I\'m interested in advice/pseudocode code/explanation rather than actual implementation.
private static void buildEntryList( List entries, String parentXPath, Element parent ) {
NamedNodeMap attrs = parent.getAttributes();
for( int i = 0; i < attrs.getLength(); i++ ) {
Attr attr = (Attr)attrs.item( i );
//TODO: escape attr value
entries.add( parentXPath+"[@"+attr.getName()+"='"+attr.getValue()+"']");
}
HashMap nameMap = new HashMap();
NodeList children = parent.getChildNodes();
for( int i = 0; i < children.getLength(); i++ ) {
Node child = children.item( i );
if( child instanceof Text ) {
//TODO: escape child value
entries.add( parentXPath+"='"+((Text)child).getData()+"'" );
} else if( child instanceof Element ) {
String childName = child.getNodeName();
Integer nameCount = nameMap.get( childName );
nameCount = nameCount == null ? 1 : nameCount + 1;
nameMap.put( child.getNodeName(), nameCount );
buildEntryList( entries, parentXPath+"/"+childName+"["+nameCount+"]", (Element)child);
}
}
}
public static List getEntryList( Document doc ) {
ArrayList entries = new ArrayList();
Element root = doc.getDocumentElement();
buildEntryList(entries, "/"+root.getNodeName()+"[1]", root );
return entries;
}
This code works with two assumptions: you aren't using namespaces and there are no mixed content elements.
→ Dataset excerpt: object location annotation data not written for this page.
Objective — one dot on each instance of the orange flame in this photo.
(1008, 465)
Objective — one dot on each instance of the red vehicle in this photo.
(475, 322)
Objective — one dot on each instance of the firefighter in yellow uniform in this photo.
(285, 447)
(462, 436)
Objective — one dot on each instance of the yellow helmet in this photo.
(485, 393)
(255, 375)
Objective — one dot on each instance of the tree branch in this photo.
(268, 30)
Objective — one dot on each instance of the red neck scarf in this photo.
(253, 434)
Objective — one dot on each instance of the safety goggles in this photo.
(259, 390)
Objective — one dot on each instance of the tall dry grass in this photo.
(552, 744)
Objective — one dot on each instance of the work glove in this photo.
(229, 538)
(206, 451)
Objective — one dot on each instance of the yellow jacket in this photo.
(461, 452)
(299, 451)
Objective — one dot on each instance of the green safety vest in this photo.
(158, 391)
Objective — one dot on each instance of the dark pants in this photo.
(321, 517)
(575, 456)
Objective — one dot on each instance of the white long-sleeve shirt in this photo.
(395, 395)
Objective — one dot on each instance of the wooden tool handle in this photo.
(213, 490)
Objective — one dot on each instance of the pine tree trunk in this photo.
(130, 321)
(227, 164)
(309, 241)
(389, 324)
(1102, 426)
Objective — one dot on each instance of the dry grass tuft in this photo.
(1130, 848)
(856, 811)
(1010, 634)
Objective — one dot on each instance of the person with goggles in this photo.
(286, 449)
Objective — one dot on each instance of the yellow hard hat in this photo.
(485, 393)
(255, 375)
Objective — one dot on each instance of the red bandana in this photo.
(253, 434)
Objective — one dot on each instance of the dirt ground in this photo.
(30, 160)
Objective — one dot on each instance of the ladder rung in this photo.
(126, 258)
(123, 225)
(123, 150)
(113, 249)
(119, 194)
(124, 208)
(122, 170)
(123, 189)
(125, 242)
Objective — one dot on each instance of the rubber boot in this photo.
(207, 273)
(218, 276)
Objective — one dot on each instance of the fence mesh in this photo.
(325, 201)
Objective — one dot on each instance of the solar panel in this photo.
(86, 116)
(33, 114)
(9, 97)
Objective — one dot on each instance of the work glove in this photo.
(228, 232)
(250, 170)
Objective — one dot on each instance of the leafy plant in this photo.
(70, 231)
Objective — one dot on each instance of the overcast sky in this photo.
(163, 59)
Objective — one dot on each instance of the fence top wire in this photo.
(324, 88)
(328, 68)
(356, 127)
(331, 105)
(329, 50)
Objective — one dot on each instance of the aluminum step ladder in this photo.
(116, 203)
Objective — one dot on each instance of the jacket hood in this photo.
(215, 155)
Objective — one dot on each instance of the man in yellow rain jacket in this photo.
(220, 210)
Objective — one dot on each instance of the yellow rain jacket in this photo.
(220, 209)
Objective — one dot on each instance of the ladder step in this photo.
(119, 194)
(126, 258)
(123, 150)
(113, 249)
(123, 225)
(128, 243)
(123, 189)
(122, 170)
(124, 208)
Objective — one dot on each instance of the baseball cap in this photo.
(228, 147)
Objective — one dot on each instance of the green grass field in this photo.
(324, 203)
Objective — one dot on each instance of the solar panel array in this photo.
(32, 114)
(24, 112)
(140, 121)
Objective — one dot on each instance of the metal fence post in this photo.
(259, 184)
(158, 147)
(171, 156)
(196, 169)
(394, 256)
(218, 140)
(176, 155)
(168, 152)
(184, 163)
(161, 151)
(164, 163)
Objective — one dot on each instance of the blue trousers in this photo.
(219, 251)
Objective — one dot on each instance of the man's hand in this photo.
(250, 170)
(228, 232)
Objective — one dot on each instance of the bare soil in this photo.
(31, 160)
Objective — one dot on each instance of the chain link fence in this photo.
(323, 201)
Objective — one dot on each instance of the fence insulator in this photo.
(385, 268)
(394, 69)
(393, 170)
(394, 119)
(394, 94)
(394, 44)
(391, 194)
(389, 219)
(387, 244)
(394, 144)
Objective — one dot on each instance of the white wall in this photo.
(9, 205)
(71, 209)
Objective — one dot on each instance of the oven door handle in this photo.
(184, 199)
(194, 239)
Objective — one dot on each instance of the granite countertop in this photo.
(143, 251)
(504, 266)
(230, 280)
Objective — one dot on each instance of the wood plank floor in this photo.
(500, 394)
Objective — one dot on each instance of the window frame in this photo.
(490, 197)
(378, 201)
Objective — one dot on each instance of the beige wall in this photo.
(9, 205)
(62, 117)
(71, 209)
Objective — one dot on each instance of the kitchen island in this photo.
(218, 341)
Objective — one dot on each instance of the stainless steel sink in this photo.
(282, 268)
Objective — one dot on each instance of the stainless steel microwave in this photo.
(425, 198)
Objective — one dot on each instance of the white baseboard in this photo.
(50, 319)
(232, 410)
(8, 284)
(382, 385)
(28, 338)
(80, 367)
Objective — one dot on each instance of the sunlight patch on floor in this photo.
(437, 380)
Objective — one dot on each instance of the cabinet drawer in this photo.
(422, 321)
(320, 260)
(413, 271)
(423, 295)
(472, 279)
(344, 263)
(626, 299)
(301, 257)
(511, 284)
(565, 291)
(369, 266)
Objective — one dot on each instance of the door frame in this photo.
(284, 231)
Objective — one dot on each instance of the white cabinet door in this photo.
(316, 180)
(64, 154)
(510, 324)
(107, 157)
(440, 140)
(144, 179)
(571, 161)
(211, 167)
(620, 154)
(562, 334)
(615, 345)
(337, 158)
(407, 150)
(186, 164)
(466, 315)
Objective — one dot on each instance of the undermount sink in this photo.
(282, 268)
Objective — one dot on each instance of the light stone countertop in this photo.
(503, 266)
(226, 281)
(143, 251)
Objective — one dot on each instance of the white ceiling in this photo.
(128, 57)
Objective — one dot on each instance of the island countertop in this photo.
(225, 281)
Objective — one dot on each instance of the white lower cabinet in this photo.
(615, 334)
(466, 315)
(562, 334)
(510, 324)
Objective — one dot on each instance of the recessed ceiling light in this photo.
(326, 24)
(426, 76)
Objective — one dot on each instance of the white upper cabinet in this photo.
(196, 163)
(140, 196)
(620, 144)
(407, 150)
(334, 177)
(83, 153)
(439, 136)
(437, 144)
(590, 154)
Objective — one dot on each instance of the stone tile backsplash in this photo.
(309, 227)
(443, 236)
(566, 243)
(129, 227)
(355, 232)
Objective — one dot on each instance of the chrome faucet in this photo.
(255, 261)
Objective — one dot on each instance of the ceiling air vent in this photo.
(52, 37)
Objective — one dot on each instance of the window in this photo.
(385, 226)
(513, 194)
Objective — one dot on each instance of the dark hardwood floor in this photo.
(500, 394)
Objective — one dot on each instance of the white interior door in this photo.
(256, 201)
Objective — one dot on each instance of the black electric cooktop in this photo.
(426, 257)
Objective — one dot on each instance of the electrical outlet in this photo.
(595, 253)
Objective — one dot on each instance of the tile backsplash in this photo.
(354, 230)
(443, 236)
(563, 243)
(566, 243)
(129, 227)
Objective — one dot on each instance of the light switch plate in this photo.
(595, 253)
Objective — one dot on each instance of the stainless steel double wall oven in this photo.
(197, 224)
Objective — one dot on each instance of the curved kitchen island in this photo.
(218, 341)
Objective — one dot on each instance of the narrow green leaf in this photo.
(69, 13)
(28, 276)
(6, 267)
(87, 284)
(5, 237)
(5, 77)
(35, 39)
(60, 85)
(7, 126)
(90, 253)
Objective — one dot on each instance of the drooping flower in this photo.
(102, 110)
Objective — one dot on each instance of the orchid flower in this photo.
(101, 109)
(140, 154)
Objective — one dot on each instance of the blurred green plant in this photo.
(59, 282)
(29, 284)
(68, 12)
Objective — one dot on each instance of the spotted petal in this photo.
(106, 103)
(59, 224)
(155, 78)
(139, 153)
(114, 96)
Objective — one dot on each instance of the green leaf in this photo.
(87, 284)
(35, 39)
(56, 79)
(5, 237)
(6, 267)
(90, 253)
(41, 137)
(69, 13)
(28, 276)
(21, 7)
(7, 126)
The namespace limitation isn't a serious one, but it'd make your XPath expression much harder to read, as every element would be something like *:, but otherwise it's easy to implement. Mixed content on the other hand would make the use of xpath very tedious, as you'd have to be able to individually address the second, third and so on text node within an element.